Random Samples Win!
Posted by Jeffrey Henning on Mon, Sep 29, 2008
The Christian Science Monitor reported in a blog post, "Obama: Big winner in debate says new poll": "The survey released from USA Today and Gallup show that of the 701 people polled 46 percent believe Barack Obama was the victor [in Friday night's debate] while 34 percent give the edge to John McCain."
In response to this, one commenter, Patrick Ludt, asked, "According to an AOL poll yesterday 52-48 said that McCain won the debate and that was 500,000 thousand people voting how do you explain that?????"
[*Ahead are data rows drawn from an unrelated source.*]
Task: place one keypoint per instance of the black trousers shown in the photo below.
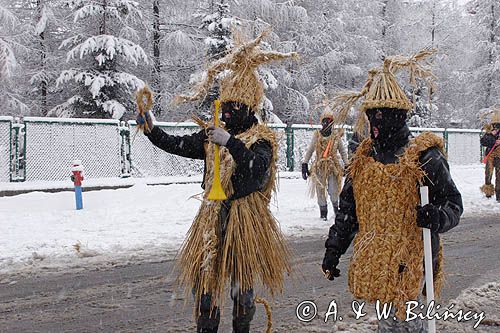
(243, 312)
(493, 167)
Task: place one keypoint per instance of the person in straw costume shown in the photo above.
(491, 140)
(236, 241)
(327, 170)
(379, 204)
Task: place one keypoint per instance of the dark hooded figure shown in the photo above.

Another commenter, Turk, followed up, with:
701 USA Today/GALLUP................46/34
500,000 MOST LIKELY VOTERS/AOL......52/48
YOU DO THE MATH!
Well, I'll do the math. First, the commenter was misremembering the survey-the AOL debate poll didn't have a half-million responses but had 40,082 responses (at the time of this writing) that went 53% for McCain, 41% for Obama and 6% calling it a draw, markedly different from the Gallup results. Still, I recognize that it is counterintuitive that a study with 40,000 respondents might be less accurate than a study with 700 representatives, but in fact that is precisely the case. Here's why.
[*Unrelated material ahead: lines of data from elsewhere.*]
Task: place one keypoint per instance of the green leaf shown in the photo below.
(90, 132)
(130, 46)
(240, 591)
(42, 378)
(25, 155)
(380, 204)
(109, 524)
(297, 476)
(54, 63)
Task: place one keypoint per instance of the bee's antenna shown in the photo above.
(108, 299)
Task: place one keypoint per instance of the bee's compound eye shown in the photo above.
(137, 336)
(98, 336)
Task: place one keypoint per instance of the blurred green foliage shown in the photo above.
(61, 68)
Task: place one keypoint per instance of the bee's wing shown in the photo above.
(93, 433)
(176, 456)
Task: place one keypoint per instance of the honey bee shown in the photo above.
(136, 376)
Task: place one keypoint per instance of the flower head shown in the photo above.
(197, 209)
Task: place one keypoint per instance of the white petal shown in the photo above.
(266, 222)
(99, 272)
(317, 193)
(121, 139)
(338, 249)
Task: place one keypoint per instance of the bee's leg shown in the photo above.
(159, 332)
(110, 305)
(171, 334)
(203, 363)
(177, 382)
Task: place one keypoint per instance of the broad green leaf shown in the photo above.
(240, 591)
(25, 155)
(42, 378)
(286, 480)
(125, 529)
To do the math, you have to look at the underlying theory of sampling. The Gallup poll is a scientific, random sample, and can be used to project to the U.S. population. The AOL poll is a self-selected convenience sample, and can't be used to project anything except the composition of AOL site visitors who vote in its polls. A scientific poll needs two main things to be valid: 1) randomness: an equal chance of selecting any member of the population ("probability sampling"), and 2) external selection: respondents are chosen to participate rather than deciding to take the poll themselves. The AOL poll had neither of these things.
AOL site visitors who vote in AOL polls are not representative of the U.S. population, as illustrated by AOL's recent Presidential poll: 61% voted for McCain for President and 39% for Obama, with 272,939 votes. Just to put that in perspective, if that were the outcome of the election, McCain would outperform his hero, Ronald Reagan, who won 58.8% to 40.6% in 1984. The AOL electoral map has McCain winning 535 votes to 3. No pundit is predicting a record landslide for McCain. So here's a 270,000+ respondent survey that is a poorer predictor of national outcome than the 2,000-respondent surveys independent polling organizations are running.
In case those numbers alone are not compelling, let's try a parable.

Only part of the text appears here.